We are in the middle of a crisis that has been ongoing for over five years: the managers demand the economic system be bailed out. Of whom do they make demands? Entrepreneurs? Innovators? The finest minds of a generation?

A: Pensioners.

The economies must become more productive which means increasing the efficiency of output. Consequently, pensioners are called upon to sacrifice their retirements in the UK, Europe, in the US … in cities and states: pensions everywhere are under attack.

Why not more machines? If machines are productive, wouldn’t deploying more machines solve the economic problems around the world rather than deploying our grandparents?

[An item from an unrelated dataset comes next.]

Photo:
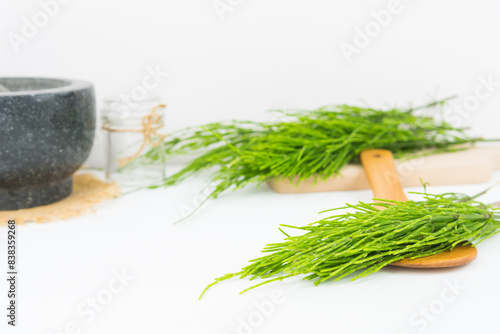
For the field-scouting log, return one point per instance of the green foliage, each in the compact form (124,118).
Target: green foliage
(367,239)
(315,143)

Technology is supposed to save us but the raiding of pensions insists otherwise: the scraping of the bottom of the barrel in real time. It’s an admission that technology doesn’t work, from the people who are in a position to know.

What happens after the retirements are pillaged? Who knows? Nobody has a plan.

The world’s Trumps and Erdogans (and Hitlers) are First Law change agents and as such are integral/inevitable components of national- or supranational surplus aggregation … one of the costs of our ‘success’. History shows us that empires at the point of decline choose rotten emperors and incompetent caliphs. This is analogous to Hyman Minsky’s ‘Financial Instability Hypothesis’ that suggests periods of investment success are by themselves destabilizing w/ speculative malinvestments leading to crashes. Socio-political ‘Minsky Moments’ are products of long periods of dominion by a particular clique or political enterprise which becomes fertile ground for corruption and self-dealing, also malinvestments in perverse reasoning.

Because industrialization has produced outsized surpluses, the rottenness of caliphs (cost) is increased in proportion. Tyrants’ failures are more destructive; so are the failures of well-intentioned elected caliphs. The First Law outcome is invariably surplus reduction, nothing can stop it; conventional policies only makes things worse. Resource depletion is both unpleasant and permanent, the only strategy is to carefully navigate decline; to surf the smashing waves rather than be swept away by them. Depletion cannot be defeated in battle or outmaneuvered, it cannot be negotiated away or paid off. Less can only be adjusted to: unwillingness to adjust leads to exhaustion and ruin. Sadly, no leader, not one … no economist, no central banker or financier proposes to voluntarily make do with less, to embrace the ancient virtues of restraint, patience and modesty; to corral our competitive greed and tread lightly upon our life-support system …

Appearance is higher than mere Being −− a richer category because it holds in combination the two elements of reflection−into−self and reflection−into−other: whereas Being (or immediacy) is still mere relationlessness, and apparently rests upon itself alone.

— Hegel

“It is only shallow people who do not judge by appearances. The true mystery of the world is the visible, not the invisible….”

— Oscar Wilde

In the twilight of modernity we have become intoxicated with the idea of power, to have our way at the expense of others who are unable to do anything to stop us. The idea (appearance) has more potency than does the thing itself, as the exercise of power carries with it consequences.

American Exceptionalism boils down to a kind of property right; to own human and mechanical slaves, to stake claims against the entirety of nature; the plants and animals and water even the rocks under our feet … to possess whatever is in sight like a sofa or pair of pants … and with the same degree of accountability/carelessness.

There is our pitiless assault on everything, living and non-living, without which there is no ‘our’. The frenzy is to burn the world before someone else beats us to it, to render and distill and catalyze everything into money. Our precious tycoons will burn that as well … we have gone insane.

The fetishes have us in their thrall: the rifle and machine gun, the tank and the airplane and the hydrogen bomb … also the strip mine, the excavator, the chain saw and the automobile. Also the lies on television.

If we possessed the wits we would be mortified, would beg forgiveness and search for wisdom … As inhabitants of Sodom and Gomorrah we are simply cursed to live out the consequences of our own madness.